While this might grow into more (say, a usable library), currently this is a playground for me to learn about Abstract Binding Trees.
I started off from the code in http://semantic-domain.blogspot.de/2015/03/abstract-binding-trees.html.
Scala-specific goodies:
- simplify manipulating ABTs through extractors, so you can write
Lam("x", Var("x"))
instead of the underlyingTermInt(Set(),_Tm(_Lam(TermInt(Set(),__Abs(x,TermInt(Set(x),_Var(x)))))))
. Unfortunately, the latter is still visible through.toString
, and calls for an implemetation of pretty-printing.
There are many possible TODOs:
- Use better algorithms -- the blog post declares it's using simple ones
- For instance, use parallel substitution to avoid quadratic complexity (done in 1db5ee73a1cec39c6674a04b417b30bd212a0626).
- Avoid concatenating string to build names, that's slow (see https://github.com/Blaisorblade/abt/compare/topic/faster-names).
- Replace the freshness generator with something faster.
- Review those fancier algorithms to ensure they're correct --- ABT mean you need to get binding right only once, but you still have to.
- Try out whether the implementation can use other techniques: Must one use names to implement ABTs, or would it be possible to use, say, deBrujin indexes? ABTs relate to HOAS, and are in fact probably a more awkward approach to achieve the same benefits, but is it possible to implement the ABT interface using HOAS? What's the design space?
Usually, when implementing languages with binding, you have lots of language-specific boilerplate, of size proportional to the size of the language's grammar and to the number of languages.
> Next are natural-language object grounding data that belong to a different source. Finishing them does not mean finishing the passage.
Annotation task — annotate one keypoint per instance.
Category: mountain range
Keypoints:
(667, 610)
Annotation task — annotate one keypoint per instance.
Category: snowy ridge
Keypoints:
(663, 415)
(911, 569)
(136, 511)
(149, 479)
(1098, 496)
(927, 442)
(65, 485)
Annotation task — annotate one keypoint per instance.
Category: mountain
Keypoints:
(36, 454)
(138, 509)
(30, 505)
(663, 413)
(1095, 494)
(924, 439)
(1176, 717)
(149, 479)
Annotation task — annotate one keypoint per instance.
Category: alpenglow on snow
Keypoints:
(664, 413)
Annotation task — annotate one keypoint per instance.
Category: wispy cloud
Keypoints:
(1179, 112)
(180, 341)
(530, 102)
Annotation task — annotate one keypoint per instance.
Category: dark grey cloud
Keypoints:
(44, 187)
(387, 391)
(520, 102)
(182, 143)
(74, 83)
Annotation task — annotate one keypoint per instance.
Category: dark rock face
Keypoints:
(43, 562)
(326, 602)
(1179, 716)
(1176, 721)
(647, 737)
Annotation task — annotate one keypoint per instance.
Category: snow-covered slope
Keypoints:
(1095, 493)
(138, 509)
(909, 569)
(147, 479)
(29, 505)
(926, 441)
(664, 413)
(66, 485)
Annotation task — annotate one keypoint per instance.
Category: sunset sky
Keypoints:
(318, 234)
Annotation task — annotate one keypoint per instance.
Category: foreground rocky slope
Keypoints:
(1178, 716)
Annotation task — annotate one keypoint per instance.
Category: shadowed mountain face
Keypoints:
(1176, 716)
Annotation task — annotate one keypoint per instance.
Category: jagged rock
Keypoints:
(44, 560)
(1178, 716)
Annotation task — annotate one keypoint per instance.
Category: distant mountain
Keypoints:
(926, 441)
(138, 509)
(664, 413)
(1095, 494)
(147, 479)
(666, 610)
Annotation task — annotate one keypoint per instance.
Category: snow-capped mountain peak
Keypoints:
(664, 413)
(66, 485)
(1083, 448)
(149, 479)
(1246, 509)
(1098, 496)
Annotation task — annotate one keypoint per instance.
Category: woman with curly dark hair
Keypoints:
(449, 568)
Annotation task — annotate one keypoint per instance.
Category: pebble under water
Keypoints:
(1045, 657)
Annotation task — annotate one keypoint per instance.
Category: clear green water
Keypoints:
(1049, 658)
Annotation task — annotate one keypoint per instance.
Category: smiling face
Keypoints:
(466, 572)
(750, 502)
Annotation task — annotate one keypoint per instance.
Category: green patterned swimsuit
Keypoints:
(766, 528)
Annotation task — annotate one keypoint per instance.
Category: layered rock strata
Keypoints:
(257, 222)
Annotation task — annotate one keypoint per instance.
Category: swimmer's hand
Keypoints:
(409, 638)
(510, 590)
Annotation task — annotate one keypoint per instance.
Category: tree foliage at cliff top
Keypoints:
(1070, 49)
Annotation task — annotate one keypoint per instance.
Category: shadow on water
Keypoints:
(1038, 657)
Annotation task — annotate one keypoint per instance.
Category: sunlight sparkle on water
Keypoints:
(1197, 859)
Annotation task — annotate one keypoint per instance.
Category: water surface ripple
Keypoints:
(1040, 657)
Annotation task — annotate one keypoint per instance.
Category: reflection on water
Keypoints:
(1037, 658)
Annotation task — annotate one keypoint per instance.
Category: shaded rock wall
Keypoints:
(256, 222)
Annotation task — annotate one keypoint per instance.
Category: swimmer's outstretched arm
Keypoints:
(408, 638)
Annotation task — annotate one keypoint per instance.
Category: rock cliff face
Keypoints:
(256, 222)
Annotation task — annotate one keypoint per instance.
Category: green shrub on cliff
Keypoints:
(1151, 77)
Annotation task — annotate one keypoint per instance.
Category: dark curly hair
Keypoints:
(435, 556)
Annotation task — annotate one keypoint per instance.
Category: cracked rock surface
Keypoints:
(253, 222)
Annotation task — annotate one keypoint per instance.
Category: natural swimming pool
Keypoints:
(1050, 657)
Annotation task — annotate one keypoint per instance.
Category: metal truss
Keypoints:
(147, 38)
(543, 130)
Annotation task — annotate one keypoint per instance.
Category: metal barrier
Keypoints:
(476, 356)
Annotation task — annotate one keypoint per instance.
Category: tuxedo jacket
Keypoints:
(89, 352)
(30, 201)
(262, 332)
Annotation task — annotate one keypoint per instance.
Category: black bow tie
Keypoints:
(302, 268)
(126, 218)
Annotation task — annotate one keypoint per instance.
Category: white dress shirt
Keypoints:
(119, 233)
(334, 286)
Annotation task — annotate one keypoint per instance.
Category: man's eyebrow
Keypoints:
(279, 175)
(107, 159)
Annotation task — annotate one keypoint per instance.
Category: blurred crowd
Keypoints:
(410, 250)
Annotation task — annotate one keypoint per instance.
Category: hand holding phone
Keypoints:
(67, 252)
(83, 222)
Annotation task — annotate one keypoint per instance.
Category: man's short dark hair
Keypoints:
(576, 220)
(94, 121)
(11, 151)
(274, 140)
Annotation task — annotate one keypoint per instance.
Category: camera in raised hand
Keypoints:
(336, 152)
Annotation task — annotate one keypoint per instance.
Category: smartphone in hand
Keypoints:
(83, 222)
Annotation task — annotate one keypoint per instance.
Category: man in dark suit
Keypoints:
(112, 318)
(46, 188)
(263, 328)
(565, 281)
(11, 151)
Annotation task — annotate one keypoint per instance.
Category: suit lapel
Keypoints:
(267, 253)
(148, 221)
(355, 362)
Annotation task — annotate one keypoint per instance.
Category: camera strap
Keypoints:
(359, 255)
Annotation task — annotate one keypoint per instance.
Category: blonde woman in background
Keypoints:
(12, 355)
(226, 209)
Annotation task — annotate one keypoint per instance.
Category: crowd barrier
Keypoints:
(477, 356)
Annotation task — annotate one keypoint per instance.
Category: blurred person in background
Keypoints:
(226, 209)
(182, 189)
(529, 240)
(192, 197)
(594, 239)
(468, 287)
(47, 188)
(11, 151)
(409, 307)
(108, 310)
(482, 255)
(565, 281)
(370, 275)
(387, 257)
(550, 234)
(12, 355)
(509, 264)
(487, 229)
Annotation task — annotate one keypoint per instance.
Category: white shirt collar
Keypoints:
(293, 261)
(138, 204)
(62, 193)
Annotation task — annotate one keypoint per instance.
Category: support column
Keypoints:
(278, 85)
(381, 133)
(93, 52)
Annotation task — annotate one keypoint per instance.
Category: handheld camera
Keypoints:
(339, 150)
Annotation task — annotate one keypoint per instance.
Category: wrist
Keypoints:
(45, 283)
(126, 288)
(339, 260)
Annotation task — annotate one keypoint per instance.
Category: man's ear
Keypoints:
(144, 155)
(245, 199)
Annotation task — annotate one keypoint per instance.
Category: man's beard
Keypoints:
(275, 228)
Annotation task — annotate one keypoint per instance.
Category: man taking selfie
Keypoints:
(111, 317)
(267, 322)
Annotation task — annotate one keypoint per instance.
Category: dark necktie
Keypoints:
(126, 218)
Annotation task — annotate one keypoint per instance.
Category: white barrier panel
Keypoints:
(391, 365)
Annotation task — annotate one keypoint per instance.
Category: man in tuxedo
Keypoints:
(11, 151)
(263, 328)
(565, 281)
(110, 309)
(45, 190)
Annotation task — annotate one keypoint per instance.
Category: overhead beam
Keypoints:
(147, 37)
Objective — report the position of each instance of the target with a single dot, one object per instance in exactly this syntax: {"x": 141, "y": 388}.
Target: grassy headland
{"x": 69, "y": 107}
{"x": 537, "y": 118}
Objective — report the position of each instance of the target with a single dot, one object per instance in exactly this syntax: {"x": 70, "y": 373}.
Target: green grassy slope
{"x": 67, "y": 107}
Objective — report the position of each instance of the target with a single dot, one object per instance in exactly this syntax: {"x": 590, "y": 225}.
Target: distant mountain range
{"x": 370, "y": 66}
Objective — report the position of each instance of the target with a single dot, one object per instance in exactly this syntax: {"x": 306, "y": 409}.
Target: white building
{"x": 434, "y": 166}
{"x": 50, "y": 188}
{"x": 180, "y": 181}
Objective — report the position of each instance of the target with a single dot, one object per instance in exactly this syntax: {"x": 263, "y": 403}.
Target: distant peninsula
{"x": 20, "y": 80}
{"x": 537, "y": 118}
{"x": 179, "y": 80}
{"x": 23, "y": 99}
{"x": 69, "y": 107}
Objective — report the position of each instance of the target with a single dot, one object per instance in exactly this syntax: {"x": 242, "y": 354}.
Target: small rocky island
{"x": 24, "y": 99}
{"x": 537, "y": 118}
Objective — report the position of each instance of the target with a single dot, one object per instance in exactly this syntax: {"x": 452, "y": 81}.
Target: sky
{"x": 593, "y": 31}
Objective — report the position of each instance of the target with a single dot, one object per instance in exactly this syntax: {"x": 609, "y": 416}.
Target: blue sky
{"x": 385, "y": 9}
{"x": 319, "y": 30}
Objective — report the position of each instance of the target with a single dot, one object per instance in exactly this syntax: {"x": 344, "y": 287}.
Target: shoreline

This becomes worse when a project contains multiple languages with binding.
Abstract Binding Trees promise to minimize the language-specific overhead; in particular, one needs only to take the language's syntax, remove binding information, turn the algebraic data types into a pattern functor and implement an instance of Foldable for this functor; the latter step is mechanical enough that it can even be automated (and it is in many languages).